Repository files navigation

font_obfuscator

Rust CI License CodeRabbit Pull Request Reviews

中文 | English


中文

简介

字体混淆反爬虫工具。通过重映射字体中的字形(glyph),使 HTML 中的文本与用户看到的内容不同,从而防止爬虫直接抓取页面文字。

支持混淆英文、数字及大部分 CJK(中日韩)字符,生成 TTF 和 WOFF2 格式的字体文件。

使用 Rust 实现,基于 Google fontations 项目进行字体解析和构建。

原理

普通混淆:用户提供明文和阴书(长度相同),生成一个自定义字体,其中阴书字符的 Unicode 码位指向明文字符的字形。HTML 中写阴书文本,浏览器加载自定义字体后渲染出明文内容,爬虫只能读到阴书。

加强混淆:只需提供明文,自动使用 Unicode Private Use Area(U+E000-U+F8FF)的随机码位进行映射,并返回对应的 HTML entity 编码。爬虫无法通过 Unicode 表反查字符含义。

快速开始

# 构建
cargo build --release

# 运行(默认监听 127.0.0.1:1323)
./target/release/font_obfuscator

# 自定义端口
PORT=8080 ./target/release/font_obfuscator

环境变量

变量 默认值 说明
PORT 1323 服务监听端口
LISTEN_ADDR 127.0.0.1 服务监听地址
BASE_FONT_PATH base-font/KaiGenGothicCN-Regular.ttf 基础字体文件路径

API

GET /

健康检查,返回 it works

POST /api/encrypt

普通混淆(明文 + 阴书)。生成的字体只包含映射的字符。

设置 keep_all: true 可保留原字体中的所有字符,仅替换指定字符的字形(#97)。

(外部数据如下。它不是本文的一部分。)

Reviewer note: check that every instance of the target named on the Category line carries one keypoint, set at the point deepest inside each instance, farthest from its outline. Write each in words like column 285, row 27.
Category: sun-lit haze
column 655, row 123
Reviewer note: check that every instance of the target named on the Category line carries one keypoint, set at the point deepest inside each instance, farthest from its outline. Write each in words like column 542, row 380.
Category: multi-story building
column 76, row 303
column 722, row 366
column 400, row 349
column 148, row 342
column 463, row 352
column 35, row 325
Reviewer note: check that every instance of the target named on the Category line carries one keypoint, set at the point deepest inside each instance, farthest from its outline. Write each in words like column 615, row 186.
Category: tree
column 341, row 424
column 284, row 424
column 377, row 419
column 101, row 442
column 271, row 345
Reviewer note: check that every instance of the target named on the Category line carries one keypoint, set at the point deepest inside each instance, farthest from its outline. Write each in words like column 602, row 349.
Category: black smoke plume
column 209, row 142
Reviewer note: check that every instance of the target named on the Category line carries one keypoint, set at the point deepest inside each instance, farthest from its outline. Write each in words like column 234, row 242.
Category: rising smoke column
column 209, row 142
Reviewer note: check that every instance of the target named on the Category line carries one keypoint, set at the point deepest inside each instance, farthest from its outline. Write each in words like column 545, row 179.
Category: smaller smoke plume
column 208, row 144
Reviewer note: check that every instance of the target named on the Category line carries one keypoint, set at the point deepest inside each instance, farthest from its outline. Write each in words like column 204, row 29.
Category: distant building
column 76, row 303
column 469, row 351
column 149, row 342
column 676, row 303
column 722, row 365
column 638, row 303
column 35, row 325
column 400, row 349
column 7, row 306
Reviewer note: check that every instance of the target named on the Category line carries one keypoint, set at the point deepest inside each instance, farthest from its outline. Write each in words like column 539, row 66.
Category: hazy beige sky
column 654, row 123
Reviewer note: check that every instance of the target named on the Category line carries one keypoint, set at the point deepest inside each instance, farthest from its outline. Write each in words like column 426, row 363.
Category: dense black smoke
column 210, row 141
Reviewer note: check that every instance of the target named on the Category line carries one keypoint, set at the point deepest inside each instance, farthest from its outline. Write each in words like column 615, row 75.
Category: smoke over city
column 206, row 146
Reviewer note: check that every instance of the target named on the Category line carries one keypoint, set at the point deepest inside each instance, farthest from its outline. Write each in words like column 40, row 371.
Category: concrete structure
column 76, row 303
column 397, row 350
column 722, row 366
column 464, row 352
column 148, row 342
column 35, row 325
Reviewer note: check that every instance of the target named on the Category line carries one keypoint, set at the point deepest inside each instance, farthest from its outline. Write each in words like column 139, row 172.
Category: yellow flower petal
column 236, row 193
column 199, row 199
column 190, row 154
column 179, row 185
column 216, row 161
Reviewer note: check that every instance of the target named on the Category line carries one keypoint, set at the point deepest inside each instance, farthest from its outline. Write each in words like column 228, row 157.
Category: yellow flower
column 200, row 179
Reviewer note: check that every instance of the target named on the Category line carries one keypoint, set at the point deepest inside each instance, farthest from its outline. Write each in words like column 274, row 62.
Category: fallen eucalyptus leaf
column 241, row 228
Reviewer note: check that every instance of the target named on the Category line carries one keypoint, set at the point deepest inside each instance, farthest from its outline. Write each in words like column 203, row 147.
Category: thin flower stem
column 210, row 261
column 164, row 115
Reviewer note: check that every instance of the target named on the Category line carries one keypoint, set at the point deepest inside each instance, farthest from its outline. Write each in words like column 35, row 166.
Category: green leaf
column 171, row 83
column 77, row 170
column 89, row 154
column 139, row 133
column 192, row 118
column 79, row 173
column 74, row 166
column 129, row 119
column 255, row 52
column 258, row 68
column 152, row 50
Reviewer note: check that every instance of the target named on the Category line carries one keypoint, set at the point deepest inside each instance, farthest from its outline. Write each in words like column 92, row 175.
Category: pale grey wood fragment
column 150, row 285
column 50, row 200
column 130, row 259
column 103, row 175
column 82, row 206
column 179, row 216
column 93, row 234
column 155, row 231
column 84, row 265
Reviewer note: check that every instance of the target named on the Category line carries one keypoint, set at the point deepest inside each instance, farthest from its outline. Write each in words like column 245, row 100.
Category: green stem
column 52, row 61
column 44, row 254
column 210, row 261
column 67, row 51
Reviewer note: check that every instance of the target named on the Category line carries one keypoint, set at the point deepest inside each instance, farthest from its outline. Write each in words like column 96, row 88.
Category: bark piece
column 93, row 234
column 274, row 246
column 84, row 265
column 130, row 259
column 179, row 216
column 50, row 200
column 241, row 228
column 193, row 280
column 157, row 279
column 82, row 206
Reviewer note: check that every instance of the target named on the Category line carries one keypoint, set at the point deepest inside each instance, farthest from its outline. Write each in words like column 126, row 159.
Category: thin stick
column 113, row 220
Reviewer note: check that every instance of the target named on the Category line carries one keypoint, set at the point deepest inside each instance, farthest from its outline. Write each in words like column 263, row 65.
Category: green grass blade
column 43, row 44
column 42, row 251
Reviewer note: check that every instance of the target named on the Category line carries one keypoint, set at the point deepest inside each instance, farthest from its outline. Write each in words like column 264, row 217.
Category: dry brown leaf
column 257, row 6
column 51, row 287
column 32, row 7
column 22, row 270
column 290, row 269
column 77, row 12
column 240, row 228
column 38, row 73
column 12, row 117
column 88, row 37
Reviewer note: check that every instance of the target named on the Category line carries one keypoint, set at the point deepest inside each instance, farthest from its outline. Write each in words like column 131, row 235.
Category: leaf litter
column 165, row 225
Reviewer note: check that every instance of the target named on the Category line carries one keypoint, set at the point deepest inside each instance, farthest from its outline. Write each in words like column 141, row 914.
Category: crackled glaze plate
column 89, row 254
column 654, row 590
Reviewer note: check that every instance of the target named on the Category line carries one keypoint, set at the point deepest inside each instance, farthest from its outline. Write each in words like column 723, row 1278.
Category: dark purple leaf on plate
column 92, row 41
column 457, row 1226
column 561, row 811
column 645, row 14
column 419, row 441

curl -X POST http://127.0.0.1:1323/api/encrypt \
  -H 'Content-Type: application/json' \
  -d '{
    "plaintext": "真0123456789好",
    "shadowtext": "假6982075431的",
    "only_ttf": false,
    "keep_all": false
  }'

响应:

{
  "message": "success",
  "hint": "",
  "response": {
    "base64ed": {
      "ttf": "AAEAAAALAIAAAwA...",
      "woff2": "d09GMgABAAAAA..."
    }
  }
}

POST /api/encrypt-plus

加强混淆(仅需明文)。

curl -X POST http://127.0.0.1:1323/api/encrypt-plus \
  -H 'Content-Type: application/json' \
  -d '{
    "plaintext": "价格998元",
    "only_ttf": false
  }'

响应:

{
  "message": "success",
  "hint": "",
  "response": {
    "base64ed": {
      "ttf": "AAEAAAALAIAAAwA...",
      "woff2": "d09GMgABAAAAA..."
    },
    "html_entities": {
      "价": "&#xeafb",
      "格": "&#xee75",
      "9": "&#xe104",
      "8": "&#xf349",
      "元": "&#xf0d0"
    }
  }
}

前端使用示例

<style>
  @font-face {
    font-family: 'ObfuscatedFont';
    src: url(data:font/woff2;base64,d09GMgABAAAAA...) format('woff2');
  }
  .protected {
    font-family: 'ObfuscatedFont';
  }
</style>

<!-- 普通混淆:HTML 中写阴书,用户看到明文 -->
<span class="protected">假6982075431的</span>
<!-- 用户看到的是:真0123456789好 -->

<!-- 加强混淆:HTML 中写 entity 编码 -->
<span class="protected">&#xeafb;&#xee75;&#xe104;&#xe104;&#xf349;&#xf0d0;</span>
<!-- 用户看到的是:价格998元 -->

English

Introduction

A font obfuscation tool for anti-scraping. It remaps glyphs in a font so that the text in HTML differs from what users actually see, preventing crawlers from directly extracting page content.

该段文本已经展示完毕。